Origens, dificuldades e esperança
Ney conta sua história com orgulho, partindo da comunidade da Roda de Fogo, na Zona Oeste do Recife, e destaca a sua criação, feita praticamente apenas por sua mãe. Com ela, viveu dificuldades de moradia, chegando a morar em barraco de lona, na comunidade do Tejucupapo. A dura realidade rapidamente alimentou em Ney o sonho de poder dar uma vida melhor à sua mãe, deixando o Recife e indo tentar a vida em São Paulo, entregando medicamentos.
“Eu disse e coloquei na minha cabeça: ‘pô, quando eu completar dezoito anos não quero dar mais essa vida à minha mãe’. Saí daqui e fui pra São Paulo, trabalhei entregando medicamentos, e o salário todo que eu recebia, entregava aqui a minha mãe. Ela é tudo para mim", contou.

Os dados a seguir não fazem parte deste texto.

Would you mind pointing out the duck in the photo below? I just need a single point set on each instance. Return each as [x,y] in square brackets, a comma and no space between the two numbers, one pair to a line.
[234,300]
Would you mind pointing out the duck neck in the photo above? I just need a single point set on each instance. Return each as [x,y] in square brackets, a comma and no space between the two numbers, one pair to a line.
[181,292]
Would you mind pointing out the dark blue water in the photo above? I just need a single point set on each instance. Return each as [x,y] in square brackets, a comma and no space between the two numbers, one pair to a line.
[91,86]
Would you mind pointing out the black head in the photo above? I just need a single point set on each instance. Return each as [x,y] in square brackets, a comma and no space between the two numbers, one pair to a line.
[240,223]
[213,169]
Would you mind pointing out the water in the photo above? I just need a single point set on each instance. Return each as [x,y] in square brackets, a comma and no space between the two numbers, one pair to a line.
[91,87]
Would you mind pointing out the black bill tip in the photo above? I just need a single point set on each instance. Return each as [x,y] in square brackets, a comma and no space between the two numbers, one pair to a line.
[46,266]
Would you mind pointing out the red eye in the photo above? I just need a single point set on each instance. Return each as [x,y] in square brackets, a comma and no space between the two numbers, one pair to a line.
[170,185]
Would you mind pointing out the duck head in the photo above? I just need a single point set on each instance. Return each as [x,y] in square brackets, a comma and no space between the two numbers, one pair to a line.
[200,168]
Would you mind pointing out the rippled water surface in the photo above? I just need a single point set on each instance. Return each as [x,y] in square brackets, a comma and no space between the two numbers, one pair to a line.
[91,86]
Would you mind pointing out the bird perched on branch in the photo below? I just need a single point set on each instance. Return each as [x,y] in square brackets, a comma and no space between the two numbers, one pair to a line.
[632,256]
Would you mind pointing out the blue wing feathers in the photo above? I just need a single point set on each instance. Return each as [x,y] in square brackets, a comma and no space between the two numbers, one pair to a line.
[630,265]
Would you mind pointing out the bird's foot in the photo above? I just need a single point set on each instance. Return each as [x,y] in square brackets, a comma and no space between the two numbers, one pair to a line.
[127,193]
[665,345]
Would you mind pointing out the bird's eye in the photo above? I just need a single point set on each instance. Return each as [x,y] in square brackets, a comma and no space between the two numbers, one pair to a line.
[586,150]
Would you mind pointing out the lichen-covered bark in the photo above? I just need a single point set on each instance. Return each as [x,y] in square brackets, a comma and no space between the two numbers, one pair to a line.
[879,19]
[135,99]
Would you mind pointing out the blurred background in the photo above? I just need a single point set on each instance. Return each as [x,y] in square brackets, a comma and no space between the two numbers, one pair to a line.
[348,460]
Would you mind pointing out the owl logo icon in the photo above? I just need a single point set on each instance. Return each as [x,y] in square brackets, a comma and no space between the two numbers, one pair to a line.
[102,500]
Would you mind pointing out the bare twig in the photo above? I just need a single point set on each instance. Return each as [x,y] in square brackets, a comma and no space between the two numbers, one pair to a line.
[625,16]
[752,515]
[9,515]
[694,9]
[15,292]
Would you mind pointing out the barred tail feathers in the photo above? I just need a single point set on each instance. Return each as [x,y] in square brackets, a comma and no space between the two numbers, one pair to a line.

Após o período de trabalho na capital paulista, Ney voltou ao Recife, onde serviu ao exército. Nesse período, conheceu sua esposa, Mirelly, com quem teve o primeiro filho, Neymar, batizado em homenagem ao camisa 10 do PSG e da Seleção Brasileira. Após sair do exército e já vivendo a necessidade da compra de um dos medicamentos para o filho, diagnosticado com autismo de primeiro grau, Ney viu no futebol uma oportunidade para garantir uma nova fonte de renda, com a organização de campeonatos de várzea.
“Saí do exército e comecei a vender CD. Como meu filho tem autismo e tem um medicamento chamado Sabril, que é muito caro, aí só vendendo CD não dava, certo? Então, busquei outras formas de ter uma outra renda para ajudar na compra do medicamento do meu filho, que era muito caro, e minha renda era pouca vendendo CD. Daí eu comecei a organizar campeonato", disse.
Redes sociais, transmissão de jogos e a resenha no futebol
Os campeonatos aconteciam como qualquer outro, sem alarde ou atrair atenção. É quando Ney passa a “entrevistar” os jogadores do campeonato, divulgando nas redes sociais. A estratégia deu certo, com um aumento de seis vezes o número de equipes, de um campeonato para outro.
"Os campeonatos terminavam, cada um ia para a sua casa e não tinha tanta ênfase. Depois comecei a fazer pequenas entrevistas, peguei uma garrafa de cerveja vazia, na resenha mesmo, e comecei a fazer entrevista. O primeiro campeonato que eu fiz foram quatro times, no segundo foram 24. Então eu vi que a entrevista, esse desejo de se sentir importante do jogador, do atleta, estava dando certo para o meu primeiro empreendimento, que era organizando um campeonato", relatou.
Para chegar ao formato que faz hoje, Ney conta que fez uma pesquisa, para entender o vasto universo que estava adentrando, o da produção de conteúdo para as redes sociais. Inicialmente, suas entrevistas eram divulgadas no Facebook, mas ao notar a queda de alcance em suas publicações, Ney migrou para o Instagram. Com suas referências fincadas nos humoristas Whindersson Nunes, Tirullipa e Carlinhos Maia, decidiu trazer o humor e a “resenha” para o futebol.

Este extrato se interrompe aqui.